A hand waved down as she stepped up to the boat and she took it, swinging herself up onto the deck of The monarch's wing.
"Thanks…" she started, turning to see Ravens sardonic grin. "Oh my God."
"You didn't think I was going to let you on the The monarch by yourself did you?" Raven ducked out of Clarke's one-armed hug and onto the rail.
Clarke rolled her eyes, barely keeping back laughter. "Doesn't Finn need you today?"
"Well yeah, I'm sure he does but he'd not getting me.." Ravens smirk earned her a shove in the arm, but not a particularly hard one. "Thought I'd tag along today, show you up."
"In your dreams Reyes" Clarke countered. She was truly glad, relieved even, that raven was here. Raven never came down to docks as she nearly always kept busy with Finn at the warehouse.
The women's laughed died down for a moment as they reached the bow. Clarke stared out at the glassy water. Here in the shallows, the waves that reached the shore line fell silently, rocking the boat forward as if it begged to to be taken out to sea.
"I'm sorry Clarke" Raven said softly "I'd have been here sooner if I could."
Out beyond the cove the water turned a darker grey, split by the white crests of waves. The roaring sea matched the gulls piercing cries and a higher, desperate sound. It was almost too thin to be heard, but too close to be ignored. A hundred sailors stared out into the horizon and listened.

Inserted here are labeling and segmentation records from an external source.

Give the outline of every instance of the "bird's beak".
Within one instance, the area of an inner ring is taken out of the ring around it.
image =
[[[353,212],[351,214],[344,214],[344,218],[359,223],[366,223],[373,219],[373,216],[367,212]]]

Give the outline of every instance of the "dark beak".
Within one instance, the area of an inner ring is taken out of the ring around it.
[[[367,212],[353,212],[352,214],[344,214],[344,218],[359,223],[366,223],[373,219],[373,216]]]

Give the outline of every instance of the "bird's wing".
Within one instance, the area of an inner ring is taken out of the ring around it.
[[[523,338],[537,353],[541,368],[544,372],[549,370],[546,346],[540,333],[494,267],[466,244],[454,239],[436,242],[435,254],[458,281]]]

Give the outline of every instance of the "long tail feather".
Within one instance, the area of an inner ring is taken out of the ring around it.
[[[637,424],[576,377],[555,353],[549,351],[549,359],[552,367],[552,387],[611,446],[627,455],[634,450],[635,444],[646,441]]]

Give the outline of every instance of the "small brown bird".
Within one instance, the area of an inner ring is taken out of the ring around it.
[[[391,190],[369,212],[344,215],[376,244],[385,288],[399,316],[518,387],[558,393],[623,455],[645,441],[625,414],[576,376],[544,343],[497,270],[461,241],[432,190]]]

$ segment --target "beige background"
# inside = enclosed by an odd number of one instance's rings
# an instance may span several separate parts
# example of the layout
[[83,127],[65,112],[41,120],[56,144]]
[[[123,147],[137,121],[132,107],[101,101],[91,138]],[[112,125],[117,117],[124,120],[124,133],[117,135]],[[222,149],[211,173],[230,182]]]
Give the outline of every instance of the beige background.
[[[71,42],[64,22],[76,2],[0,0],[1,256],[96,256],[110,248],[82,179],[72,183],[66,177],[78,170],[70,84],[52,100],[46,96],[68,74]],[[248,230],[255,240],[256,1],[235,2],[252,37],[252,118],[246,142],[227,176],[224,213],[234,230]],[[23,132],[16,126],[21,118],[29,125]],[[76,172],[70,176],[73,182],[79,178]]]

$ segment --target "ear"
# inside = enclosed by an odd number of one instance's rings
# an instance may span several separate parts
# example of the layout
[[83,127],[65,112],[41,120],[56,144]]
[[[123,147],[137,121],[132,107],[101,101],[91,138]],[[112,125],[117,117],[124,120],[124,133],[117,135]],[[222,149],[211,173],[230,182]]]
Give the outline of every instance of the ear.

The mermaids were voices rising. They must reach the shoals before they did if they were to get anything that day. "It's fine." Clarke whispered back.
Each day since her father's death she had gone out to work and come back alone. Raven appeared ghost-like whenever she could, but there were so many hours in between for work. Clarke hands shook as she tied knots and pulled nets, loaded guns and cleaned wounds. She waited for the end of each day like every breath was a mile. It wasn't just the fear. Some of it was remembering.
One dark day in February, Clarke's father had gone out on a fishing trip and not come back. It had been brutal, few survivors limping back to the shore. That day had been Good Friday. That Monday, Clarke went out to work in his stead. She was supposed to have been an island medic, her mother's replacement.
Clarke turned her face skywards as a few raindrops fell onto her hair and shoulders. It was funny how things didn't work out.
There came a shout to whey anchor and Raven squeezed her hand before disappearing into the crowds of sailors. Clarke turned to check on Octavia, who was leaning out over the rail expectantly with one hand on the rigging. Shaking her head she dropped her gun and made herself busy by loading it.
She was one of five watchers on the boat, a weapon trained on the water at all times and one eye kept on the others. The men looked to her for safety. It was a job for fools and the desperate, but Clarke thought she could at least claim a part of the later group.
There was no glory in killing Merfolk, no matter what Octavia or any of the island boys might think. There was only duty to the people at her back, and simple choice against starvation. Her hands shook as the boat as she slid each bullet into place, the boat pulling out to sea with the tide.
She hated the merfolk as much as any of them and yet… as they broke the mounting waves her grip around her gun tightened and she wished again for the 100th time it was not hers to wield.